The new requirements would require that ocean freight rates charged by all international liner carriers and non-vessel operating common carriers (NVOCCS) doing business with China be filed with an appropriate government agency. Such rates would include both published rates and service contract rates. Published freight rates will be effective 30 days after filing, while service contract rates will be effective 24 hours after filing.

To start or terminate liner service, change sailing vessels, or adjust schedules of the service, an operator, "should make an announcement of its intent 15 days in advance, and apply for a filing with competent (appropriate) departments of communication under State Council within 15 days upon which the above behaviors are conducted."

Liner carriers are also required to file their conference agreements, freight rate agreements, and operational agreements within 15 days of the agreement itself. According to the regulations, carriers and NVOCCS are "forbidden (in) providing services with freight rates below normal and reasonable levels handicapping fair competition; accepting cargo bookings with a discount to consignors that is not indicated in the accounting books; abusing privilege to damage trade counterparts with discriminatory pricing and restrictive conditions; and other behavior harmful to trade counterparts or to order in the international maritime transportation market."

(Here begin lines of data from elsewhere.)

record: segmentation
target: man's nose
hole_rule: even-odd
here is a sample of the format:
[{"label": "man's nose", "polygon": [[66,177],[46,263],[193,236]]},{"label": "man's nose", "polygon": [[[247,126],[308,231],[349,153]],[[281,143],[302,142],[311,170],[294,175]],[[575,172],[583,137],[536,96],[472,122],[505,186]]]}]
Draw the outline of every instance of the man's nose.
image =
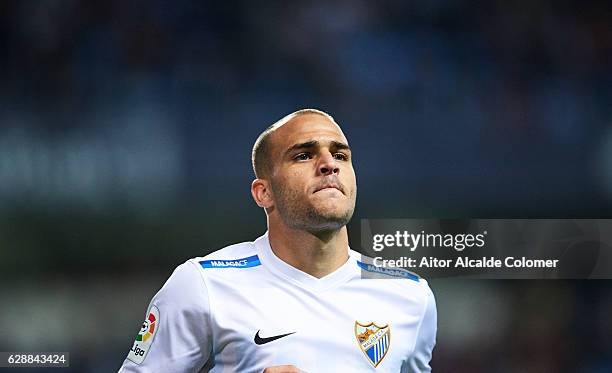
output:
[{"label": "man's nose", "polygon": [[336,163],[336,158],[330,152],[326,152],[321,156],[321,161],[319,163],[319,172],[322,175],[332,175],[340,172],[340,168]]}]

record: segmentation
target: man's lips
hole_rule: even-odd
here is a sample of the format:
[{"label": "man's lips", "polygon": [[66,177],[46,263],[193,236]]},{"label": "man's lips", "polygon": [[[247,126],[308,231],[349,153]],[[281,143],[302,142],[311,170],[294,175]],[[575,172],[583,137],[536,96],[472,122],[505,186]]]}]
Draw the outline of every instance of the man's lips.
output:
[{"label": "man's lips", "polygon": [[337,183],[326,183],[326,184],[323,184],[323,185],[317,187],[313,193],[320,192],[320,191],[325,190],[325,189],[337,189],[340,192],[342,192],[342,194],[344,194],[344,191],[342,190],[342,187],[339,184],[337,184]]}]

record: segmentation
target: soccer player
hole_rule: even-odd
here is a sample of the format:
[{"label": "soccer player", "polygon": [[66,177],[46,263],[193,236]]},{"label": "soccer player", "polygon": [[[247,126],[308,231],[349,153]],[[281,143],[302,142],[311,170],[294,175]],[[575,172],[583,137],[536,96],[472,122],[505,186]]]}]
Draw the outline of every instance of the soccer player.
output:
[{"label": "soccer player", "polygon": [[348,141],[318,110],[266,129],[252,152],[268,231],[180,265],[153,297],[128,372],[429,372],[427,282],[349,248],[357,186]]}]

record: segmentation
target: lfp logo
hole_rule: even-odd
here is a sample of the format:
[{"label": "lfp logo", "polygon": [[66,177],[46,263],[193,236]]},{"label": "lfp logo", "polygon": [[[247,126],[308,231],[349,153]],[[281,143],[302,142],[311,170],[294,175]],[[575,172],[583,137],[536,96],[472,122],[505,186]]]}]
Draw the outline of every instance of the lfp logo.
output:
[{"label": "lfp logo", "polygon": [[153,333],[155,333],[155,323],[157,319],[153,312],[149,313],[149,317],[145,319],[142,323],[142,328],[140,328],[140,332],[136,336],[136,340],[139,342],[146,342],[147,339],[151,338]]},{"label": "lfp logo", "polygon": [[147,318],[142,323],[138,335],[136,335],[134,345],[128,353],[128,359],[136,364],[141,364],[144,361],[145,357],[147,357],[147,353],[151,349],[151,343],[153,343],[155,339],[155,334],[157,334],[159,330],[160,321],[159,309],[152,305],[149,309]]}]

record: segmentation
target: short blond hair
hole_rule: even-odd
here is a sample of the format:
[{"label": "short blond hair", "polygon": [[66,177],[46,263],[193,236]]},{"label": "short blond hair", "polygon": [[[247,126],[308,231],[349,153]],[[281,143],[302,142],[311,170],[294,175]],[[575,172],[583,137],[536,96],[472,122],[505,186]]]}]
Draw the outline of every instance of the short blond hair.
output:
[{"label": "short blond hair", "polygon": [[251,163],[256,178],[265,178],[271,172],[272,162],[270,162],[270,135],[278,128],[283,126],[285,123],[289,122],[291,119],[304,114],[323,115],[327,119],[331,120],[333,123],[336,123],[336,121],[331,115],[318,109],[300,109],[294,111],[291,114],[285,115],[283,118],[274,122],[261,134],[259,134],[257,140],[255,140],[255,144],[253,145],[253,150],[251,152]]}]

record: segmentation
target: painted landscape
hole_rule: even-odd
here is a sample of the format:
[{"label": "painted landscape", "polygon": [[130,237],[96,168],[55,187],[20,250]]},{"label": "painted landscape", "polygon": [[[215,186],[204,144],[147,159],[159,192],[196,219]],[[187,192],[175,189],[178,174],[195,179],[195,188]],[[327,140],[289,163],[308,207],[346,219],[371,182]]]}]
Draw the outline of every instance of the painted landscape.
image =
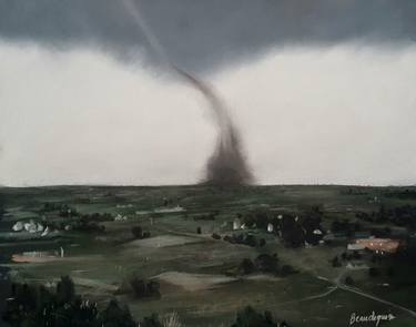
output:
[{"label": "painted landscape", "polygon": [[250,308],[272,315],[271,325],[263,316],[258,326],[349,326],[353,313],[372,311],[390,315],[383,326],[415,326],[415,187],[55,186],[0,194],[9,315],[19,285],[54,293],[67,280],[98,310],[113,299],[128,305],[141,326],[254,326],[236,319]]}]

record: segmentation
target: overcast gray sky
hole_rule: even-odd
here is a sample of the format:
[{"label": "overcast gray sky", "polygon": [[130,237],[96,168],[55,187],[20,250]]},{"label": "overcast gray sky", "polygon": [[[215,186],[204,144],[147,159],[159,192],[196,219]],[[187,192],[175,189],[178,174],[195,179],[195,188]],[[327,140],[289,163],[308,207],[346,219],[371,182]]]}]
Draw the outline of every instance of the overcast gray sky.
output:
[{"label": "overcast gray sky", "polygon": [[[415,1],[141,6],[210,82],[256,181],[415,184]],[[120,1],[0,0],[0,184],[182,184],[215,129]]]}]

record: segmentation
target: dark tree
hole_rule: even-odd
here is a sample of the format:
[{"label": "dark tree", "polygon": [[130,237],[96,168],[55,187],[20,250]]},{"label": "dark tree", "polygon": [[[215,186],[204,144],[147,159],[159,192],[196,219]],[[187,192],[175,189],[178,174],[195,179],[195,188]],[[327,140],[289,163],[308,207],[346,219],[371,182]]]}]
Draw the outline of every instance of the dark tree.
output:
[{"label": "dark tree", "polygon": [[277,327],[272,314],[265,311],[264,315],[256,313],[252,307],[246,307],[237,313],[237,317],[232,327]]}]

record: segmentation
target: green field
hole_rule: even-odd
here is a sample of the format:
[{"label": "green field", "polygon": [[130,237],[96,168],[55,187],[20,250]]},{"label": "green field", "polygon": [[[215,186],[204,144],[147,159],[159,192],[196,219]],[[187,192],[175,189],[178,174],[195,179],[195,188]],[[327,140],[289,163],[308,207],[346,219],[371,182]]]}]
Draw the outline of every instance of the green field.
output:
[{"label": "green field", "polygon": [[[415,191],[414,187],[406,190]],[[0,259],[11,268],[17,280],[49,285],[62,275],[70,275],[77,290],[85,297],[102,306],[118,297],[136,318],[175,311],[185,326],[230,326],[236,310],[251,305],[258,310],[271,310],[274,317],[285,319],[291,326],[349,326],[352,313],[373,310],[394,314],[397,318],[388,326],[415,326],[415,316],[406,310],[348,289],[334,289],[336,278],[349,274],[357,280],[357,289],[416,310],[415,289],[378,292],[375,284],[379,280],[369,280],[362,272],[349,273],[345,266],[332,267],[328,260],[343,252],[345,244],[287,248],[278,237],[260,229],[252,233],[266,239],[265,247],[211,237],[213,233],[231,234],[236,214],[255,210],[265,210],[272,215],[302,214],[318,206],[323,213],[322,225],[328,229],[335,218],[354,221],[355,213],[376,211],[381,203],[416,205],[412,196],[395,196],[402,191],[399,187],[295,185],[0,188],[4,207],[0,222]],[[63,231],[53,238],[24,238],[19,233],[10,233],[18,221],[64,223],[65,218],[55,212],[42,211],[45,203],[67,204],[80,214],[120,214],[126,219],[100,222],[105,226],[104,233]],[[204,218],[213,213],[215,218]],[[149,231],[151,237],[134,239],[131,228],[136,225]],[[201,234],[196,234],[197,227]],[[63,257],[35,263],[11,260],[13,254],[59,252],[61,247]],[[262,253],[277,253],[283,263],[298,273],[285,277],[226,274],[243,258],[253,259]],[[158,280],[161,298],[116,295],[118,287],[132,274]]]}]

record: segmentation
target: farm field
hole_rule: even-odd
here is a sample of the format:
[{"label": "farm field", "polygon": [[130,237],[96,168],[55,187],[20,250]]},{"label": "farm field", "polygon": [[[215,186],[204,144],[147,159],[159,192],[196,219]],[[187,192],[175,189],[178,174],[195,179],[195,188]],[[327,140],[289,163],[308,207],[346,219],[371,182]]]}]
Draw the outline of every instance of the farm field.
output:
[{"label": "farm field", "polygon": [[[382,277],[348,270],[346,264],[331,265],[345,251],[346,242],[293,248],[265,229],[233,228],[235,218],[246,213],[274,217],[319,207],[322,228],[328,231],[335,219],[355,222],[356,213],[378,211],[381,205],[416,205],[416,196],[399,196],[414,191],[331,185],[4,187],[0,188],[0,265],[12,280],[47,286],[69,275],[85,298],[102,307],[118,298],[138,319],[153,313],[177,313],[184,326],[231,326],[236,311],[250,305],[258,311],[270,310],[290,326],[349,326],[353,313],[372,311],[394,315],[383,326],[416,326],[416,286],[381,287],[386,284]],[[102,229],[67,228],[82,215],[95,218]],[[14,232],[18,222],[65,227],[50,227],[51,233],[41,236]],[[367,229],[376,226],[363,225]],[[134,236],[135,226],[149,235]],[[223,238],[237,233],[264,238],[265,244],[247,246]],[[413,235],[408,232],[407,236]],[[290,265],[296,273],[235,273],[243,259],[275,253],[281,265]],[[133,275],[156,282],[160,295],[136,298],[120,292]],[[346,276],[354,278],[353,286],[344,283]]]}]

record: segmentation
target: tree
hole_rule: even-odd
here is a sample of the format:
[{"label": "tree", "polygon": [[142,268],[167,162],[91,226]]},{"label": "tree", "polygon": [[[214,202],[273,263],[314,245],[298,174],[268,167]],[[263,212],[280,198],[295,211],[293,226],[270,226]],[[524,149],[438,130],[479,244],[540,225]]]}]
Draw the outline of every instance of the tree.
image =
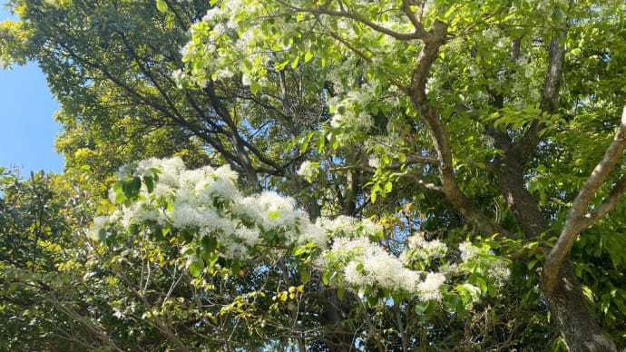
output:
[{"label": "tree", "polygon": [[[359,336],[425,348],[453,326],[464,336],[448,336],[476,348],[544,346],[550,330],[533,327],[547,324],[546,304],[571,349],[614,350],[602,331],[624,344],[622,4],[11,4],[24,20],[3,24],[1,56],[47,73],[71,169],[92,158],[103,180],[151,156],[228,163],[250,191],[290,194],[313,220],[373,216],[391,253],[416,231],[450,248],[495,235],[486,243],[514,259],[510,285],[473,307],[497,328],[411,299],[351,307],[357,295],[340,299],[319,278],[308,288],[328,292],[327,347]],[[150,138],[112,138],[144,129]],[[288,287],[299,286],[296,271]],[[415,337],[416,327],[430,332]]]},{"label": "tree", "polygon": [[[327,63],[357,70],[353,82],[342,82],[342,77],[337,83],[336,101],[329,101],[335,115],[319,141],[324,143],[330,135],[331,146],[336,147],[342,144],[336,134],[367,138],[381,114],[387,127],[394,122],[392,103],[406,109],[414,119],[413,128],[402,132],[426,137],[429,142],[410,145],[408,155],[388,151],[391,157],[376,155],[379,152],[372,148],[375,156],[386,161],[377,165],[377,175],[385,175],[390,169],[388,161],[397,160],[405,169],[384,181],[412,177],[416,186],[439,191],[478,232],[523,242],[555,236],[553,246],[539,247],[539,278],[543,297],[566,344],[572,350],[615,349],[587,306],[570,253],[579,235],[612,210],[626,190],[620,166],[626,143],[626,110],[619,119],[623,92],[603,83],[594,84],[586,93],[565,91],[562,85],[576,84],[564,70],[566,59],[574,61],[580,52],[589,50],[582,38],[621,24],[623,18],[612,14],[621,13],[623,5],[244,3],[217,6],[196,25],[187,60],[197,81],[210,82],[220,76],[223,63],[232,62],[240,63],[244,74],[250,77],[250,88],[259,91],[262,86],[254,86],[262,84],[268,65],[276,70],[288,64],[295,68],[303,59],[318,67],[318,74],[335,81],[337,76],[327,68],[332,64]],[[595,46],[596,64],[583,74],[601,83],[617,79],[614,65],[623,57],[616,48],[623,44],[610,36],[604,45]],[[216,45],[217,57],[201,51],[206,45]],[[278,50],[281,54],[277,60],[272,52]],[[389,91],[390,99],[386,99]],[[570,204],[546,213],[547,204],[542,201],[545,190],[533,182],[533,173],[553,170],[545,165],[545,157],[573,153],[566,146],[570,140],[556,137],[556,132],[567,133],[590,114],[610,117],[610,130],[617,126],[614,138],[592,158],[592,171],[583,171],[588,177],[572,188],[559,189],[561,194],[555,198]],[[396,133],[393,130],[387,128],[386,135]],[[461,138],[455,141],[454,135]],[[476,135],[485,138],[474,138],[477,141],[472,142],[470,137]],[[407,159],[425,166],[407,167]],[[479,191],[464,190],[464,179],[472,173],[484,175],[500,191],[514,227],[503,227],[479,208],[472,199]],[[432,183],[430,175],[438,181]],[[393,183],[385,190],[392,187]],[[372,199],[379,190],[375,183]]]}]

There is also a special section in the new regulations that places requirements on foreign-invested international transportation businesses.

In order to operate international shipping enterprises; agencies; shipping management concerns; stevedoring; sea-freight warehousing; container yards; or freight stations - capital must be invested in a Chinese-foreign joint venture. In these ventures, a foreign company is not allowed to exceed 49% of the total registered capital for a Chinese-foreign joint venture in international shipping and/or shipping agency.